This was hard to come to terms with. ‘If you decide to search for your real mother you might end up having to accept that she’s died, but not that she’s been involved in one of the biggest murder mysteries the country has ever seen and the chap that fled the country has never been found.’

He read everything he could about the case, then got in touch with Glen, whose contacts in the police arranged for Neil to see the case notes – including shocking images of his mother’s body. ‘I’ve been on antidepressants twice, the second time after seeing the crime scene photos.’ Neil realised that the second from last person to see his mother alive was Lady Lucan, so he wrote to her in 2012 (she died in 2017). She replied, to his surprise, saying, ‘Your mother had only been with me for eight weeks before she was murdered. She was kind, loyal and a dignified woman. She was the best nanny we had. You should be reminded than in the 1960s to have a child out of wedlock was still frowned upon and contraception often failed. I say this to assure you that your mother was not promiscuous. If you have any further questions, do not hesitate to put them.’

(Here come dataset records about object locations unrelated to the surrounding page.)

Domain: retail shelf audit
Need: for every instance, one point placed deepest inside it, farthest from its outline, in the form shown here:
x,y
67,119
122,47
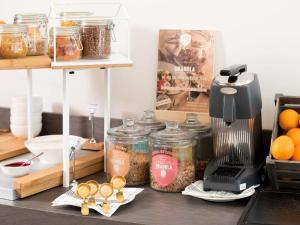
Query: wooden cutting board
x,y
52,177
11,146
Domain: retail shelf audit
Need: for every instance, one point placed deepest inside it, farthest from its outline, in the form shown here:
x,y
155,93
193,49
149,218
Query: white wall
x,y
263,34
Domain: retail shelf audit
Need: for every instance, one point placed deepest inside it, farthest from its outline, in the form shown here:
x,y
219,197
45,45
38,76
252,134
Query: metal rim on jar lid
x,y
30,18
149,121
128,130
74,14
12,28
172,133
97,21
192,123
65,31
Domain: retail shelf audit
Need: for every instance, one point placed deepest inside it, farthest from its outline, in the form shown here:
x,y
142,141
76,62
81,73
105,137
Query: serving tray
x,y
46,176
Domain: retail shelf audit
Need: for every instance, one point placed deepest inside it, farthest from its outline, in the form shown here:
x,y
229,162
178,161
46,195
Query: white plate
x,y
196,190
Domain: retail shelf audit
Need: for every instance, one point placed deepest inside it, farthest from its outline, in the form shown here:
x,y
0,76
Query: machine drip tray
x,y
228,171
269,207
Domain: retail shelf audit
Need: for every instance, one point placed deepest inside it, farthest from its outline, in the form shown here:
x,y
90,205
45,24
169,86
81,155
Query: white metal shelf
x,y
115,60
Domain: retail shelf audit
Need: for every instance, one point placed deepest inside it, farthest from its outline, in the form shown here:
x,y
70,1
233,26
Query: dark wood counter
x,y
149,208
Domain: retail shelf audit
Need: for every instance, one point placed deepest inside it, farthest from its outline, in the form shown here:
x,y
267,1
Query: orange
x,y
296,155
295,135
283,148
288,119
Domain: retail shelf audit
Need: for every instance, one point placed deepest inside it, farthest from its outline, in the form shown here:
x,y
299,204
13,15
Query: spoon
x,y
29,160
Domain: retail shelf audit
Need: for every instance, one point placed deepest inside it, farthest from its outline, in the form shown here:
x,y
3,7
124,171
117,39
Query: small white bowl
x,y
16,171
21,130
50,145
22,120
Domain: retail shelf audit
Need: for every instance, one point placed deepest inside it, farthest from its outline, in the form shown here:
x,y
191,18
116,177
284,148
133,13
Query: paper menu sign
x,y
185,70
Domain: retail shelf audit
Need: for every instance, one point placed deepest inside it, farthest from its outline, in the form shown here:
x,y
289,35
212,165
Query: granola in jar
x,y
128,154
172,166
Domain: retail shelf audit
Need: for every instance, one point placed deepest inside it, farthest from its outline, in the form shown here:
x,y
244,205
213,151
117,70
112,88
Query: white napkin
x,y
69,198
196,190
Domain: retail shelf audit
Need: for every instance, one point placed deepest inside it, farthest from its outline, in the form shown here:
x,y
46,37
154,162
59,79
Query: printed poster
x,y
185,70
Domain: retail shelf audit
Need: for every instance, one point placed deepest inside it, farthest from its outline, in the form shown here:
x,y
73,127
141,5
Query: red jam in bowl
x,y
17,164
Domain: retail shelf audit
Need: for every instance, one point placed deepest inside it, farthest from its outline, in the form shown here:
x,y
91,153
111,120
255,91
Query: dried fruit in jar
x,y
67,48
12,46
37,45
96,41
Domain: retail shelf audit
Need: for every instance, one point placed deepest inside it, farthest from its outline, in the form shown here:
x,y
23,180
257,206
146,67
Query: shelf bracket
x,y
107,77
66,130
29,104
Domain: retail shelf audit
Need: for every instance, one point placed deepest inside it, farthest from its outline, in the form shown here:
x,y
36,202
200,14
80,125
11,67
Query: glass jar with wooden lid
x,y
13,41
68,43
36,26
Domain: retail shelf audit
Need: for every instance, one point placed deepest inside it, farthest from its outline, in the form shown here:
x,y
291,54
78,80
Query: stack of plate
x,y
18,116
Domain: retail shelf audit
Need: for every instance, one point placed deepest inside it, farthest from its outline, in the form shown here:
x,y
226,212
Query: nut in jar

He was touched and grateful for the reply and wrote again, expressing sadness at what had happened but admitting he felt anger and hatred towards her husband. These days, he says on camera, those feelings are more intense than ever. ‘It’s a lot worse. My anger is… I sort of have to control it, I suppose.’

Lady Lucan wrote again and said he should focus on the idea her ‘late husband’ had killed his mum by mistake, as the victim was meant to be her. Looking at a photo of her body bundled up in a mail sack, with an arm hanging out, Neil tells the documentary cameras, ‘That’s no mistake. I can’t let him get away with this. If he’s alive, I’ll find him.’

Media have paid him for stories in the years since, but Neil says the search has still cost him tens of thousands of pounds. ‘Money-wise, I dread to think. Loss of income, taxis and trains to London. I’ve been to Australia four times and funded it twice myself.’

Is it worth it? ‘Getting justice for Sandra will probably never happen. He’s too old. I also think he’s a protected individual, for whatever reason. So I think it might not happen, but it’d be amazing, wouldn’t it?’

His suspect is now in his ninth decade. ‘If he died tomorrow it would be a real nuisance, because I’m working on other information I can take to the press and the police. I’d like him to stay alive. But that would draw a line under it, wouldn’t it? I’d have nowhere to go, so that would be it.’

That might give Neil some relief at least, but not nearly as much as an arrest. He has no memory of his birth mother and only a few photographs to go on, but what does Neil think she’d say about all this? ‘I suspect the conversation would start, “Bloody hell you stupid fool, what have you gone and got yourself into?” But I think she’d be ridiculously proud.’